Energy distribution, though—in a world in which energy is used for everything from autocabs to lighting and information access—could be used to systematically advantage or disadvantage all manner of people, companies, and neighborhoods. I know I layered in the plot seeds of corruption of some sort. The exact parameters of that corruption may best be left as a sequel hook for myself.
Do you have other stories set in this future, or any planned? I’d like to see what happens with Aedo next!
I do, in fact! I’m working on a story which loops back around to check in on Jace and Culin, from the earlier story set in this universe, Undermarket Data. The plan is to crash the two of them into Aedo and LogicalOR, and watch as hijinks ensue. (These hijinks will probably be somewhat amusing to Jace, and less than amusing to everyone else in the equation.)
I’d also like to explore more of the Undercity, as well as the relationship between Upcity and Undercity and the history of the city in whole. And possibly also figure out if the rest of the world, you know, exists.
Can you tell us a bit about your writing process?
Sure! It’s rather haphazard, but it works for me when it works for me.
I get ideas from all sorts of random minutiae. A few of the more recent ones I’ve been toying with—which may or may not go anywhere—include a riddle-based urban fantasy (because I was curious as to how an early speech syntheziser would read out the initials of the months, “J F M A M J J A S O N D”, because there’s a credible ma’am and Jason in there), and some kind of space opera or something exploring the idea of people raised from a young age to be soldiers or assassins who aren’t brainwashed or terribly abused. (Because brainwashed and terribly-abused supersoldiers and assassins seems like a trope that keeps coming up in my media osmosis, and I can’t help but feel that someone has to have looked at that and thought, “That sure seems like it’s set up to backfire spectacularly,” and come up with a safer way to do things.)

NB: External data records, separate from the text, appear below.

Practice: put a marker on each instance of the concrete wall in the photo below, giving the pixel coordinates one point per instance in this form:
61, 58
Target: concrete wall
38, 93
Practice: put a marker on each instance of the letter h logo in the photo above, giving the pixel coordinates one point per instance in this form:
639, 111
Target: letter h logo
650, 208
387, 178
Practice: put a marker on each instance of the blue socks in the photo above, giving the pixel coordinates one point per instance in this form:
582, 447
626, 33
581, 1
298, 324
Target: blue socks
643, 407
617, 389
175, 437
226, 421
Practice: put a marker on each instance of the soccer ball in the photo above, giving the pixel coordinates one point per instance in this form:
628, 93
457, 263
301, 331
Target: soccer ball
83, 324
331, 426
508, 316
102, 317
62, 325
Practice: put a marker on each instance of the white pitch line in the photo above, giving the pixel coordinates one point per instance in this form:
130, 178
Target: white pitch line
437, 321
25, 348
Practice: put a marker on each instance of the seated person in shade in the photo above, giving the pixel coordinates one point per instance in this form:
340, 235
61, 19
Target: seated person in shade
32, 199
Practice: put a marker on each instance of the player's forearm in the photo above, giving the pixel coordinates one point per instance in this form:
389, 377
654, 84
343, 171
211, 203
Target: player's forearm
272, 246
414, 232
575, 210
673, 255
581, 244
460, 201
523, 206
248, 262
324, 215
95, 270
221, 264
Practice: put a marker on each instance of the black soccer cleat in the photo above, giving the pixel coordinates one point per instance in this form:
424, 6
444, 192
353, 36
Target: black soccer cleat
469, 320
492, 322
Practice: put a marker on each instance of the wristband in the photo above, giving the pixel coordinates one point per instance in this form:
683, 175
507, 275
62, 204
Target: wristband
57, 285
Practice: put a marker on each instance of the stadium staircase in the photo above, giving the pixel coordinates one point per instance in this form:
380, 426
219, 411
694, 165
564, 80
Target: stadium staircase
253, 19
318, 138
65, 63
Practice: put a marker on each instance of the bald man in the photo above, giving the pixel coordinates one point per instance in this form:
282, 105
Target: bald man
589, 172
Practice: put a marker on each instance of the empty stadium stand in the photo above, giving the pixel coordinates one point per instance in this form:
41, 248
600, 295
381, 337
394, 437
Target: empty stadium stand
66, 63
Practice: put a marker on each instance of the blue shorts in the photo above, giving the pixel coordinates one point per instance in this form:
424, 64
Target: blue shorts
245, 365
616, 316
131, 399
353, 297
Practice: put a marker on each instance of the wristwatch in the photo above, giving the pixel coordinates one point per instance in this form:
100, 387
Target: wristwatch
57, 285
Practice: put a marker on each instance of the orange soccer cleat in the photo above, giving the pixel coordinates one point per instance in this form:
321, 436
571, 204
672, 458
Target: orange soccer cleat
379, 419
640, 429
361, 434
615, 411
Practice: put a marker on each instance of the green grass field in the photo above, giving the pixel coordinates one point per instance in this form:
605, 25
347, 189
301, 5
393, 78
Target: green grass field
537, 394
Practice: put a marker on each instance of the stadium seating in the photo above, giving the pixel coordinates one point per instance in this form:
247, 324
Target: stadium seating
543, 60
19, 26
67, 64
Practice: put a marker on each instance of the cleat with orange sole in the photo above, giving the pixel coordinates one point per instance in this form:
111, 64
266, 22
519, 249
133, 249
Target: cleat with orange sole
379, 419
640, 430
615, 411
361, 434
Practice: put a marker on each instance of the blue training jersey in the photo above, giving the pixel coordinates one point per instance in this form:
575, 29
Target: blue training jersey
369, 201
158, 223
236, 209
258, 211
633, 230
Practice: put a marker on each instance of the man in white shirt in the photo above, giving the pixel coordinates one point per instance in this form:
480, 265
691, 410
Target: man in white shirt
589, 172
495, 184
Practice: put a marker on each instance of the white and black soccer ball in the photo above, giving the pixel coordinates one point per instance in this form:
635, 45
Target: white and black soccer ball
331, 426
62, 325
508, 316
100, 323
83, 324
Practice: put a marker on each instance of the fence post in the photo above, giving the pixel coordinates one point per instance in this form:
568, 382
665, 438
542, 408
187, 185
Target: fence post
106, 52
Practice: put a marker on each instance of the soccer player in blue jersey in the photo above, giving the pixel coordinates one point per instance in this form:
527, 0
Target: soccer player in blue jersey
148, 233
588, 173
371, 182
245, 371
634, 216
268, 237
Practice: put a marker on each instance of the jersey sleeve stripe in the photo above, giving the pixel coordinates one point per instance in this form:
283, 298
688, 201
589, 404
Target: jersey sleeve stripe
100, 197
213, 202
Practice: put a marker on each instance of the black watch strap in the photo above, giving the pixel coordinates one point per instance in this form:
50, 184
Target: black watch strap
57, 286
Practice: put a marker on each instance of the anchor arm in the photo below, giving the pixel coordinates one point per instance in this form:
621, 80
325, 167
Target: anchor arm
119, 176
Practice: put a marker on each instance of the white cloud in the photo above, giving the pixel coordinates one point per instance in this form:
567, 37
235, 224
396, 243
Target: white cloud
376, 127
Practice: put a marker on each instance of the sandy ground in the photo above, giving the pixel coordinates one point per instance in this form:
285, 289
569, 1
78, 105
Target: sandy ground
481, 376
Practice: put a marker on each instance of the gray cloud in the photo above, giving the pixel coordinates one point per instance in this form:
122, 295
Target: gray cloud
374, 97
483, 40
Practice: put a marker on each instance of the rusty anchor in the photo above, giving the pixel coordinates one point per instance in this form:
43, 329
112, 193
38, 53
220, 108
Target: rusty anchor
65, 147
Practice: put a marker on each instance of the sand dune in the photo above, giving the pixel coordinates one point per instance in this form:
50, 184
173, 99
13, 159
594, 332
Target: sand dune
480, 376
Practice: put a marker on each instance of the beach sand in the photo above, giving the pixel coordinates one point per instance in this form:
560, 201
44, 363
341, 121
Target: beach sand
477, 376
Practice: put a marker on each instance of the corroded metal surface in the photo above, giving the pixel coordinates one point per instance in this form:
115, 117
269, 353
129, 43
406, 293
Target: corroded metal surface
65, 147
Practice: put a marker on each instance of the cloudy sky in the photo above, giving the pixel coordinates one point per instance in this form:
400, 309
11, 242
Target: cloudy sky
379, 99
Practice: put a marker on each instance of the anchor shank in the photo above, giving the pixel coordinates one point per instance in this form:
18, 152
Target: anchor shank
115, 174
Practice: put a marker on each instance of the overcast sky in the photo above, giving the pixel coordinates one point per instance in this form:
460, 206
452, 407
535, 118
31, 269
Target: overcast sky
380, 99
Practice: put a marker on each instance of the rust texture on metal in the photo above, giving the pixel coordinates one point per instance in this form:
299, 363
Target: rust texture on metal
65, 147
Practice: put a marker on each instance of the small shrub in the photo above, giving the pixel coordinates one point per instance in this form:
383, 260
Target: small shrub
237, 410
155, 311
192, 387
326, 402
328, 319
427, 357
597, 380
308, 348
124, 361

Once I have an idea, I’ll usually toss down a few lines either describing the idea or sketching out a scene, an interaction, a bit of setting detail, or whatever catches my eye in either a new sub-folder of my massive Scrivener “short story scratch” document, or in a running Gmail conversation I have with myself. Gradually, the idea bounces off other compatible story seeds or ideas or pieces of implication or subversion (for example, with the month thing, it’d be so much more creepy if one of people finding this old computer was named Jason or had a significant Jason in their past—maybe in her past, because I like female main characters, because why not like female main characters; could be a boyfriend or a brother, but those relationships are frequently overplayed, so what else could I do with that name, hmm . . . ), and those lines of reasoning stick to it and accrete into something resembling a plot. If I’m lucky. Sometimes they just accrete into something resembling a stringy mess of half-finished scenes connected by tenuous threads of implication.

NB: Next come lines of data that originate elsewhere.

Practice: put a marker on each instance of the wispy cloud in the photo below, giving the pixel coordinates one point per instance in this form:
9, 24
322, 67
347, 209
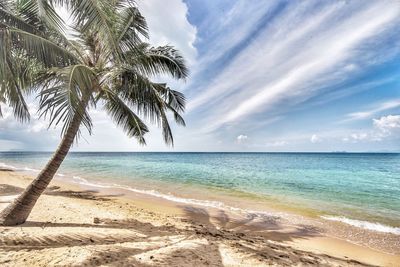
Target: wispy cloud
298, 53
365, 114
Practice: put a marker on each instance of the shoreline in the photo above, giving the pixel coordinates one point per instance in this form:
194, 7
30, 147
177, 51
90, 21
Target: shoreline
304, 237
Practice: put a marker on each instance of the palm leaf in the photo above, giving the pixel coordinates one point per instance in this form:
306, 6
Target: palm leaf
125, 117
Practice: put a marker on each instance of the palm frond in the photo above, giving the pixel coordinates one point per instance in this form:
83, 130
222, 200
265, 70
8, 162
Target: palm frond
130, 28
62, 93
96, 15
125, 117
8, 18
42, 49
153, 61
150, 100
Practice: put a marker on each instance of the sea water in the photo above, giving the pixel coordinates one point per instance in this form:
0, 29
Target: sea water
360, 189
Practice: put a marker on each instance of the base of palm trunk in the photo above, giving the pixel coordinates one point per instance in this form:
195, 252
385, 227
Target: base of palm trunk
14, 214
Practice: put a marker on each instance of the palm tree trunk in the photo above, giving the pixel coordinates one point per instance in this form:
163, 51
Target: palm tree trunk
18, 211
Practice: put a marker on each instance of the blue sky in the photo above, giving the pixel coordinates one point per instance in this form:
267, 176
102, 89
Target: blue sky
266, 76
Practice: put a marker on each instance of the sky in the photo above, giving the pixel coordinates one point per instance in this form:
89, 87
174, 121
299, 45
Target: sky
275, 76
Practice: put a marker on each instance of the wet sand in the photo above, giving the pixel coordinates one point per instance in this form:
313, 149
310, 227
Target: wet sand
75, 226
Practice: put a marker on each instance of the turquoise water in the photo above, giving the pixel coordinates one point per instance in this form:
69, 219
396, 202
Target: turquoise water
341, 186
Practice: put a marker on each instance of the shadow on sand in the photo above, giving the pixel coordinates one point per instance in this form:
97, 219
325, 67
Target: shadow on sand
201, 241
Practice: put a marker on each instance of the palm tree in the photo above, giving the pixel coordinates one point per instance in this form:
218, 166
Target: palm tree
104, 62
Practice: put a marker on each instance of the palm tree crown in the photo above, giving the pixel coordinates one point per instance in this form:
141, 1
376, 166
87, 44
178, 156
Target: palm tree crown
104, 61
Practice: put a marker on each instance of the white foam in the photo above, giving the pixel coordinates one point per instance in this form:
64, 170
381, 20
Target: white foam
365, 225
170, 197
3, 165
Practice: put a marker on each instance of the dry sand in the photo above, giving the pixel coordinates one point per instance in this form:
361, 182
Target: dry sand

Eventually, either I’ll decide that the proto-story is viable and that I enjoy it. Or an editor will ask me for something. (Frequently, when an editor asks me for something, I’ll jump-start the accretion process by going back through my old Gmail conversation or feeding a bunch of prompts into a Bingo-card generator I built. That can be found at bit.ly/2bcBPgf, and a lot of people who use Bingo cards for creative fun can be found at allbingo.dreamwidth.org if anyone else is interested.) Once I’ve decided to work on something, I’ll hop around in it, writing snippets here and there in no real chronological order, until I get to about sixty percent finished with it and decide that it’s terrible and broken beyond all repair. Then I’ll go and work on something else for a while.
Occasionally, I’ll poke my head back into my terrible, broken story, and add a line here or change a paragraph there, and poke and prod, and then retreat again, grumbling all the while. And then a few days later I’ll do the same thing, until somehow it’ll get to about the eighty-percent-done mark. At that point, I usually decide that if it’s come this far it had better well just become finished, and I’ll bull my way through the writing until it can be read from beginning to end with no giant pits or gaps in the middle.

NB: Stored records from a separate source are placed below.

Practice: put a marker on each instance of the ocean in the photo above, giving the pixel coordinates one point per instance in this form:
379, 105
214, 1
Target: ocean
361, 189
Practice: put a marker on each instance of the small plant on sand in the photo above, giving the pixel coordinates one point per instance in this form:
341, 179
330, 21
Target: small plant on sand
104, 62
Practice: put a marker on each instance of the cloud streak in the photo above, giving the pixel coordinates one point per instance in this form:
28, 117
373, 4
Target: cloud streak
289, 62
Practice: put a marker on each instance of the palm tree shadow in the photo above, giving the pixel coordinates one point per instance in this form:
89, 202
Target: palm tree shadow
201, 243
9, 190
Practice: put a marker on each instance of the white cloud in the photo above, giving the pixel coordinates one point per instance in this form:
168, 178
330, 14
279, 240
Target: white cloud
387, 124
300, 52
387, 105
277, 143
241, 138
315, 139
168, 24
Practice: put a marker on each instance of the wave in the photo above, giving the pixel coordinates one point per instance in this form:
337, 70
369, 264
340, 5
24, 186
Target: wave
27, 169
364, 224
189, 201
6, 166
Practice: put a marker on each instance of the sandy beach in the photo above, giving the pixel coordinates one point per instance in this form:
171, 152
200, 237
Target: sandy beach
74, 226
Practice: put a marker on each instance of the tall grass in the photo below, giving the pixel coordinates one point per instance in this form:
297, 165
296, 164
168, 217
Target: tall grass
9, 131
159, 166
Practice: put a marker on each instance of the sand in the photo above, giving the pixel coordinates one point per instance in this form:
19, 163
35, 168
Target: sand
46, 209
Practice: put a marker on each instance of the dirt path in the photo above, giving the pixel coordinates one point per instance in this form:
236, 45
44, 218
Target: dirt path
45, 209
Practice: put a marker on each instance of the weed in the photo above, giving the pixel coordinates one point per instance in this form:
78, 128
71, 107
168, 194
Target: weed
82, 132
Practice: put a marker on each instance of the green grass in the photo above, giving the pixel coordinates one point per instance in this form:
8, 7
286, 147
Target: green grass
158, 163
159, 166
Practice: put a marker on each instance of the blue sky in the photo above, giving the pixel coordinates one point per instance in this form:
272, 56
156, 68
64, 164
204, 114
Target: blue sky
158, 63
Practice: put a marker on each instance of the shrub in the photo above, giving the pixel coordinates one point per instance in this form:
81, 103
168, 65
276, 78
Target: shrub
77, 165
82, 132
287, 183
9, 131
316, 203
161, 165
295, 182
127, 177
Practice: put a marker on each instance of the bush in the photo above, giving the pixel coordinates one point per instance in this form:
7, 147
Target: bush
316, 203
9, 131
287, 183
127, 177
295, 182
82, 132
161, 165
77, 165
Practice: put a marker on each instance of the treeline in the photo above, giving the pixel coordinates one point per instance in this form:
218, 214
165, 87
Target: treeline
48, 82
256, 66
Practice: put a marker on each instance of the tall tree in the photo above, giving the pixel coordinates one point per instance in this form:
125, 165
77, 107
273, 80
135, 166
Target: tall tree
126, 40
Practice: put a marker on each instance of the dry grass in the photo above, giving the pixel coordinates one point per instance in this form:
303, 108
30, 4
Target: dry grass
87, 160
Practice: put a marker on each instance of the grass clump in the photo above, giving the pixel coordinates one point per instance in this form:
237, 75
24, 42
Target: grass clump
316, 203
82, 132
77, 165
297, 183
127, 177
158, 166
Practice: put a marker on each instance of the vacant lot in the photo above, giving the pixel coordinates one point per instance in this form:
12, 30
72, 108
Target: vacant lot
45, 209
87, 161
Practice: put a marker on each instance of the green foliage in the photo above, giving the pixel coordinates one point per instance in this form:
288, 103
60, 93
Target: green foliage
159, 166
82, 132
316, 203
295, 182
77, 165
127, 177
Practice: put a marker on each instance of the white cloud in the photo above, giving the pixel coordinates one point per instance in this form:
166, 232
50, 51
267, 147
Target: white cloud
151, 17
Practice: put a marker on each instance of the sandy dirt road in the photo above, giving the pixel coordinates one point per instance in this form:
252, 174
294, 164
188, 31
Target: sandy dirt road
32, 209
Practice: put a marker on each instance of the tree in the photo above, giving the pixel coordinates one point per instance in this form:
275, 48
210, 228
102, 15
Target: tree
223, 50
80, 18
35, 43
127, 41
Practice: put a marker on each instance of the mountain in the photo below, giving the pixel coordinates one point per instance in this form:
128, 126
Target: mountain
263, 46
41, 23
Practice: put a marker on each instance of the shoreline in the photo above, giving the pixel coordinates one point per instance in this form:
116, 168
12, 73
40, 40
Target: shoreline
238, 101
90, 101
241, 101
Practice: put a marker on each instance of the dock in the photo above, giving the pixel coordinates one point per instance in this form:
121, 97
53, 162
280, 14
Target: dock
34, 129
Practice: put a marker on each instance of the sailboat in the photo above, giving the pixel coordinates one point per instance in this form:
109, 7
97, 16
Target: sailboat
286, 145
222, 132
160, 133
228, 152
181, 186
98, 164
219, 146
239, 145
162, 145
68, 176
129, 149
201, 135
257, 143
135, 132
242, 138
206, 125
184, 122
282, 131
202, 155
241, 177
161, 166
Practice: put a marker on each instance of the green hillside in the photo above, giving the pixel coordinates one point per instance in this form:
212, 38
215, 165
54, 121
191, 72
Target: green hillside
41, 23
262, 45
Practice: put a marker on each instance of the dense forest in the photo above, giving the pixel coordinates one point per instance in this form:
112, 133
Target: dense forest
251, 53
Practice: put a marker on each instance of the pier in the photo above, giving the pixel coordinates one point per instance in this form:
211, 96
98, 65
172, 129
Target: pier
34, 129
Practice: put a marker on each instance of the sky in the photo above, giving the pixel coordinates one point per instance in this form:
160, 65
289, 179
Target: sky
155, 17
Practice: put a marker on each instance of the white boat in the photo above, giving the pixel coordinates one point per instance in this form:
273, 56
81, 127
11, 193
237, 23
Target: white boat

And at that point, I have a completed short story!
I may go back and re-read and revise it then, but usually by the time I get there I’ve gone back and forth over it so many times in my haphazard, non-linear writing style that it’s effectively had a series of internal revisions during the writing process. So then I usually send it out into the world as-is, which works for me, because I generally don’t want to look at it any more.
And that’s my writing process, in a nutshell.